Irreverent Labs has since pivoted to AI, claiming the machine-learning algorithms once used to animate fighting chickens proved foundational for a new AI-powered video-generation software, which it is bundling into a new service called Supermodel.
The company declined an interview. “We’re currently focused on product development and don’t have additional context to share at this time,” CEO David Raskino replied via email.
As for Truth Terminal, its ultimate economic value may seem questionable, but the money around has only continued to pile up. Another cryptocurrency has been minted in its honor: fartcoin, which currently has a total market value of some $930 million.

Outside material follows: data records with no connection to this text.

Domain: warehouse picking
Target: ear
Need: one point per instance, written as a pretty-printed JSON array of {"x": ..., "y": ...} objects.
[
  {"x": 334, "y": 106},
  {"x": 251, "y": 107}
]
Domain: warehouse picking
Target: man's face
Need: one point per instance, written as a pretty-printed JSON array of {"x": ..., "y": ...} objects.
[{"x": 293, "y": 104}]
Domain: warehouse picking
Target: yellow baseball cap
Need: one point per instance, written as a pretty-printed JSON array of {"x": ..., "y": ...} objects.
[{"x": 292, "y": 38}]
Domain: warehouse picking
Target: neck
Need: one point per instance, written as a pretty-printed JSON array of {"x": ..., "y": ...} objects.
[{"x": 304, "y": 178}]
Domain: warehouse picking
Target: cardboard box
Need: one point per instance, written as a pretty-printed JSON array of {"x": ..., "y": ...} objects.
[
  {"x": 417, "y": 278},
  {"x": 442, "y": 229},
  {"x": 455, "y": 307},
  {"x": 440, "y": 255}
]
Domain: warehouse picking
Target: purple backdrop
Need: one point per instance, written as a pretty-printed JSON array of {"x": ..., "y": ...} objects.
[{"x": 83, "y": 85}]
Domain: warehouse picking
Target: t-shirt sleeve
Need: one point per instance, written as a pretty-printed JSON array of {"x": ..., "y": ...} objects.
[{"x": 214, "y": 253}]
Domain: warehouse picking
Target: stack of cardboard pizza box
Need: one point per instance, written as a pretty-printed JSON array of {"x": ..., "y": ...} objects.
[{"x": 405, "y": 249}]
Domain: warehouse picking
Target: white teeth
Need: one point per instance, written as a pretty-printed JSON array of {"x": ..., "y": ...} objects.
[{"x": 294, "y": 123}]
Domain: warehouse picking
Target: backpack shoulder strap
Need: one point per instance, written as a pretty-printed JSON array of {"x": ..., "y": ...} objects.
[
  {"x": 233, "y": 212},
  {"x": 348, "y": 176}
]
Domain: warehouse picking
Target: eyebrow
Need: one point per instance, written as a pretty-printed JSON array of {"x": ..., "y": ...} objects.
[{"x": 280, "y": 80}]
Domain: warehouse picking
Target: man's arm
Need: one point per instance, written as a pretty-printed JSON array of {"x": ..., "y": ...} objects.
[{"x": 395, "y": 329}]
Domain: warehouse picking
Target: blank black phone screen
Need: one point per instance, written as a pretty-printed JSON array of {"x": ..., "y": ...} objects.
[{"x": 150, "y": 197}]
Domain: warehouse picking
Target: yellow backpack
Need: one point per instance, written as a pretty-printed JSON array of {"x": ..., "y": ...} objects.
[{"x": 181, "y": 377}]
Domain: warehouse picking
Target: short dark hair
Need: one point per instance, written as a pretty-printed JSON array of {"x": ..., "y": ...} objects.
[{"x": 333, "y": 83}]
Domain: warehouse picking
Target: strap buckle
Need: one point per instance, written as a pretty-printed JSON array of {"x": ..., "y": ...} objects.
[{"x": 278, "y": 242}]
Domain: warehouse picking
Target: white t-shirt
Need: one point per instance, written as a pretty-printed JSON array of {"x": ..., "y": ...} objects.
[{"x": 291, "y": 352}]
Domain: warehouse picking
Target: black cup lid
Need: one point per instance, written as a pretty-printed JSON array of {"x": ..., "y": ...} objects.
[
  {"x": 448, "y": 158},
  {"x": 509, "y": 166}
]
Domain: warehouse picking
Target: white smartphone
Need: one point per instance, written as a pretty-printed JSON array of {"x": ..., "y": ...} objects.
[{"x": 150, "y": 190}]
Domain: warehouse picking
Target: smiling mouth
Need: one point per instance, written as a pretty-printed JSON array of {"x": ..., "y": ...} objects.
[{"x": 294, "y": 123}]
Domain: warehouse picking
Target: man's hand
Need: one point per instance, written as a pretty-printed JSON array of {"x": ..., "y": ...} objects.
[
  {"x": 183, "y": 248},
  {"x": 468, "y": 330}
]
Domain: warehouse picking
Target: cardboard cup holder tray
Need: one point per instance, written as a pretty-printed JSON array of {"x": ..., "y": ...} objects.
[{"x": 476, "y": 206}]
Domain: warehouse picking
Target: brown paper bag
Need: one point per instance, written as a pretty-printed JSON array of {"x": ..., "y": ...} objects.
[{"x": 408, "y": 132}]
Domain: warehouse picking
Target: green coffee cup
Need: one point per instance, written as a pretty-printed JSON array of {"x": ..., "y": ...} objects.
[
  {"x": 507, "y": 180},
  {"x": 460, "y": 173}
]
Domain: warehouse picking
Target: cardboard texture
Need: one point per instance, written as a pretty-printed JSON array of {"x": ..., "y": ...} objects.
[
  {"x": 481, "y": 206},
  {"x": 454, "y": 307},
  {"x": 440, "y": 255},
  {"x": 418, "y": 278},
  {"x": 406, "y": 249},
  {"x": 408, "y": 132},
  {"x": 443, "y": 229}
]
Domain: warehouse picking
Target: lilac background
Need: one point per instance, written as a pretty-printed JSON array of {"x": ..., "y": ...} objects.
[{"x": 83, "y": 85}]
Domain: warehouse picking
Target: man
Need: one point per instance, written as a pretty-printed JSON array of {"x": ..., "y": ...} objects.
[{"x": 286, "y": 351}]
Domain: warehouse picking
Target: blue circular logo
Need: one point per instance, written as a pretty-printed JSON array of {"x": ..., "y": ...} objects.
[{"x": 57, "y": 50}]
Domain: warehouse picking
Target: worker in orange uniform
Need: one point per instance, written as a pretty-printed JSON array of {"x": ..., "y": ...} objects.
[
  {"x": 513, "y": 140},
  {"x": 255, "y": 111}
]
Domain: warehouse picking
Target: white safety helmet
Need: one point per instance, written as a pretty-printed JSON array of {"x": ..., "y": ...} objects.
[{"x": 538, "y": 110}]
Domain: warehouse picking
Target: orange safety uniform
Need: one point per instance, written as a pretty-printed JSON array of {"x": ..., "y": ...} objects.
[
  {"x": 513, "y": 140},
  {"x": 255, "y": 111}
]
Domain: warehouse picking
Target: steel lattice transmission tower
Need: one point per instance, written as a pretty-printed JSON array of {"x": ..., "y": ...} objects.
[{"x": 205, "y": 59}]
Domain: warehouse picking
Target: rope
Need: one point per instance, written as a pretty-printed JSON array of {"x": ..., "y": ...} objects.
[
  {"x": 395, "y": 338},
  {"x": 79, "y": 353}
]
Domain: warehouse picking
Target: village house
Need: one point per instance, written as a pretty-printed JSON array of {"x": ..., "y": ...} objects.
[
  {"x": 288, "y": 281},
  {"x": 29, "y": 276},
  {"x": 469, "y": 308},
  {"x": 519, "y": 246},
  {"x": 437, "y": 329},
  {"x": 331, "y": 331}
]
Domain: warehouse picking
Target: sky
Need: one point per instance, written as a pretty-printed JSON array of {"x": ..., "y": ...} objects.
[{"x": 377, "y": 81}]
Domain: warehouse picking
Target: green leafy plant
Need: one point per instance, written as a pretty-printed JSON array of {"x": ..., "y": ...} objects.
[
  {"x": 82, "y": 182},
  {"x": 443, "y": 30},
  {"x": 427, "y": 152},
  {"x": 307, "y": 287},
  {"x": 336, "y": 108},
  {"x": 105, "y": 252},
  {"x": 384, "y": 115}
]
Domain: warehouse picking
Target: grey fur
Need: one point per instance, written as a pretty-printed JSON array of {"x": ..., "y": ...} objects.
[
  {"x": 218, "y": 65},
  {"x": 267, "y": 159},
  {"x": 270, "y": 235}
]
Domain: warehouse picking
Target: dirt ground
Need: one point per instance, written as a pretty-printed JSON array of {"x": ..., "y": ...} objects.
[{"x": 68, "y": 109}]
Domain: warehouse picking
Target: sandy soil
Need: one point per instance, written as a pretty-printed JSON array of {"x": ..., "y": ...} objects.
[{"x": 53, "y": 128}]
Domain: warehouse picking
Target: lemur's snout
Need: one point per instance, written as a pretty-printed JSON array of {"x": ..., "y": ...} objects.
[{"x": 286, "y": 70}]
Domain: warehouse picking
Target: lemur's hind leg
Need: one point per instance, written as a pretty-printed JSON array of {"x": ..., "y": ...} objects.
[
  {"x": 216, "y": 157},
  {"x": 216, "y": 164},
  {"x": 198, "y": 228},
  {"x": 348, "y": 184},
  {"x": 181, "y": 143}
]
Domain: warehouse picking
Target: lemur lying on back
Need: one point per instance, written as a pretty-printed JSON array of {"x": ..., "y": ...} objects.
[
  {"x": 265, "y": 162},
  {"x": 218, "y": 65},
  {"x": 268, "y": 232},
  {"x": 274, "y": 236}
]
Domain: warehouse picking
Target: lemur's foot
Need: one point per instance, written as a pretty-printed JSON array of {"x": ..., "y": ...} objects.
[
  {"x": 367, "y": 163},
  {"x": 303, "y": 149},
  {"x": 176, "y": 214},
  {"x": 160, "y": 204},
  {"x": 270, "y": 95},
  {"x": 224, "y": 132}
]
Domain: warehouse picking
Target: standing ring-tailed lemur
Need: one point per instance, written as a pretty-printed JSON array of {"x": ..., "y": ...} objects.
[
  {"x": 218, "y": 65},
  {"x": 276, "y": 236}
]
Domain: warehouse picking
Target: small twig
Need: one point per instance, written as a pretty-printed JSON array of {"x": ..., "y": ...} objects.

It’s clear that many of the people interested in Truth Terminal are approaching any investment in the ecosystem the way many approached NFTs: Acquiring a NFT was a way to signal they hold the same sensibilities and worldview as, say, a Marc Andresseen.
Michael Heinrich, the 0G Labs CEO, is a Truth Terminal fan. He threw $5,000 into the Goateus Maximus memecoin because “I just thought it was such a fun experiment. I had to be part of it,” he said. “It was more for a sense of belonging than for any particular investment objective.”